Ce roman aura été pour moi une véritable découverte. D'abord parce que j'ai lu très peu de critiques à son sujet et que mon système neuronique défaillant les a vite effacées de ma mémoire. Ensuite parce que, fidèle à mon habitude, j'ai lu en diagonale et très vite la quatrième de couverture qui ne m'a pas laissé davantage de souvenirs ou d'indications.
Du coup, j'ai entamé la lecture sans préjugés ni a priori ce qui reste assez rare pour être souligné dans notre époque de surinformation (surinformation à laquelle je contribue dans ma modeste mesure. J'ai conscience du paradoxe).
Et ma foi, lire un roman dans un tel état d'esprit, ça fait du bien.
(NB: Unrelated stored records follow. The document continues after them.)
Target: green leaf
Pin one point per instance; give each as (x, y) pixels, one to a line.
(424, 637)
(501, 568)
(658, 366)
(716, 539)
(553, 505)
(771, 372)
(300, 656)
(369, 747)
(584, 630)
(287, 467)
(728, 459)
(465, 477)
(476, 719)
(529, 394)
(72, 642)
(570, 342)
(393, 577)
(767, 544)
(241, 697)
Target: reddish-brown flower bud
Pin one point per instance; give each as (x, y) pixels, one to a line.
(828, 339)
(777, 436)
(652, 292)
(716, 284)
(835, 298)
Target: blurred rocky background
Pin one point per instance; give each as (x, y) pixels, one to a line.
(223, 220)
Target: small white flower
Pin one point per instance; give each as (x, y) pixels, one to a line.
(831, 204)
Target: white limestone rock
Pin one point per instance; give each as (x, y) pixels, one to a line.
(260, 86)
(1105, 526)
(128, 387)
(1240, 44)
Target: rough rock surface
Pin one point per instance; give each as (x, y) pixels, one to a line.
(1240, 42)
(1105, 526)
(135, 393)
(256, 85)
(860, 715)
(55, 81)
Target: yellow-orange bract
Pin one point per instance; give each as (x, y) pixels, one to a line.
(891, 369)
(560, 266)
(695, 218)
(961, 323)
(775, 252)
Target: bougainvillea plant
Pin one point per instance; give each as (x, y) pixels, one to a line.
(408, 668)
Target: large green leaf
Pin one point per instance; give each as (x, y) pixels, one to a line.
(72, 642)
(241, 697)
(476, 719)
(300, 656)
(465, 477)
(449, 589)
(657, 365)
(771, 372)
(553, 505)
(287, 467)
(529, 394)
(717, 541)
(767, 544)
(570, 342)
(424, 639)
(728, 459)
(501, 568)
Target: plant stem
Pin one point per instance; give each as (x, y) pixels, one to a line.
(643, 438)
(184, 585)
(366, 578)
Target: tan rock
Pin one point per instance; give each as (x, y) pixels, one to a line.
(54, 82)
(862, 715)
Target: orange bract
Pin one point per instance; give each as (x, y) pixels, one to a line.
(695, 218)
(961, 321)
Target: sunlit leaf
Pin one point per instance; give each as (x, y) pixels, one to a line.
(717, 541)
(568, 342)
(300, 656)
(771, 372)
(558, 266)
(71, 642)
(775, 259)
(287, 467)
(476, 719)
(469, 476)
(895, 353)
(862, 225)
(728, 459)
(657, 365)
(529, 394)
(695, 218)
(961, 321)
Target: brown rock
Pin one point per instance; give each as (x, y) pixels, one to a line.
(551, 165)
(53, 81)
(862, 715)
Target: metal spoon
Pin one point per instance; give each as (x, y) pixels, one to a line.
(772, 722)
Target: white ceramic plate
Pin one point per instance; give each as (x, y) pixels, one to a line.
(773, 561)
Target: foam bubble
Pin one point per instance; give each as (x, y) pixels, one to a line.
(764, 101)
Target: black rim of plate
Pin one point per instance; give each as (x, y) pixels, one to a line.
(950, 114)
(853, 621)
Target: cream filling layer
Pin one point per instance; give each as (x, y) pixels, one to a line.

Alors, me direz_vous, et si vous ne me le dites pas je le dirai à votre place, de quoi est-il question dans cette Pointe de l'épée ? Autant le dire d'emblée, dans le domaine des critères permettant de la classer en fantasy, le roman ne remplit que le minimum syndical. Il ne doit en effet de faire partie du genre que parce que l'histoire se situe dans un monde totalement imaginé par l'auteure. Cependant, l'univers développé par Kushner n'est pas sans rappeler l'Europe du XVIII ème siècle. Il en est même un reflet assez fidèle ce qui peut rendre curieux le choix d'avoir inventé un monde quand un roman historique aurait pu tout aussi bien convenir. Mais c'est sans compter avec le petit truc qui distingue de notre monde réel celui du livre. Dans ce dernier, les nobles dans leur quasi totalité, répugnent à utiliser l'épée pour régler leurs différents. Ils préfèrent faire appel, lorsque la situation l'exige, à des bretteurs professionnels. Et c'est d'ailleurs l'histoire de l'un d'entre eux, la plus fine lame du pays, qui fait la substance du roman. Après avoir mené à bien (comme toujours) son premier contrat à l'ouverture du roman, Saint-Vière, ce fameux meilleur bretteur, se retrouve impliqué bien malgré lui dans des embrouilles politiques.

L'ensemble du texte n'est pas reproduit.